Further, intellectual property enforcement must be strengthened at the field level.
While India has a robust legal framework under the Protection of Plant Varieties and Farmers’ Rights (PPV&FR) Act, enforcement gaps persist. In some crops, 15–20% of the market is estimated to be affected by illegal or spurious seeds, undermining farmer confidence and disincentivising innovation. Strengthening enforcement through coordinated institutional action, fast-track adjudication, and adoption of modern technologies such as DNA-based varietal identification is essential.
Alignment across overlapping legislations is long overdue. The seed sector operates at the intersection of multiple regulatory frameworks, including the Seeds Act, the National Biodiversity Act, and the PPV&FR Act. Overlaps and inconsistencies across these laws create compliance burdens and delays. Establishing clear inter-operability protocols, or moving towards a more unified framework, can significantly reduce friction.
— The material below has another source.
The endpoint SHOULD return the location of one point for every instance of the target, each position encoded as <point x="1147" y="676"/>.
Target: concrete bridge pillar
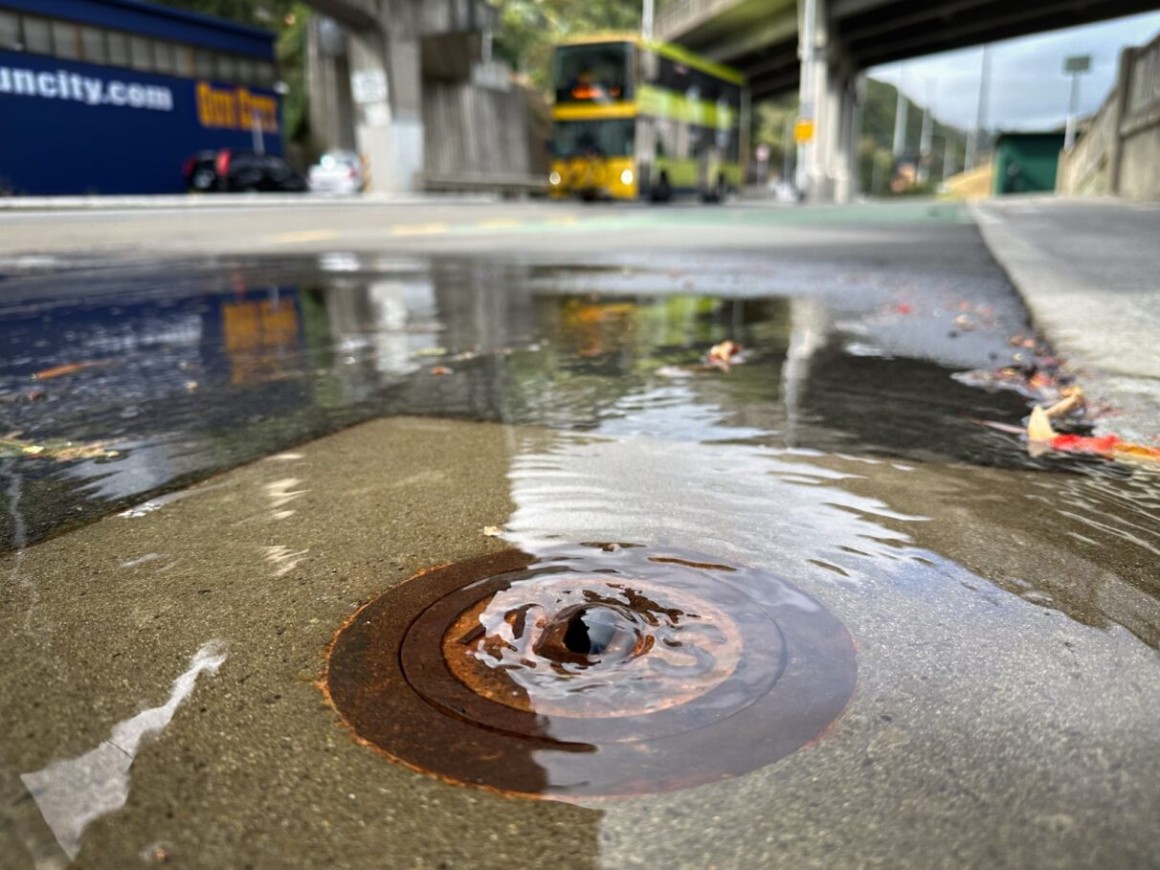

Finally, the private sector must be recognised as a strategic partner in national agricultural priorities. Private sector accounts for over two thirds of India’s seed market and plays a central role in technology development and dissemination. Their structured inclusion in national missions – ranging from climate-resilient agriculture to seed export promotion – can enhance both scale and impact. Hence, institutional coordination must be formalised. A Joint Government–Industry Task Force, with clearly defined timelines and measurable outcomes, can ensure that reform efforts are implemented effectively. Such a mechanism can facilitate real-time problem-solving, improve inter-agency coordination, and enhance accountability.
The path forward is neither unclear nor untested. The evidence base exists. The policy recommendations are well-articulated. What is required now is execution.
India has the scientific capability, entrepreneurial depth, and market scale to emerge as a global leader in seeds. But this ambition cannot be realised within a regulatory framework that slows innovation and fragments markets.
Ease of doing business in the seed sector is not a narrow industry concern. It is a foundational requirement for agricultural transformation, farmer prosperity, and global competitiveness.
A decisive, coordinated reform push is no longer optional – it is imperative.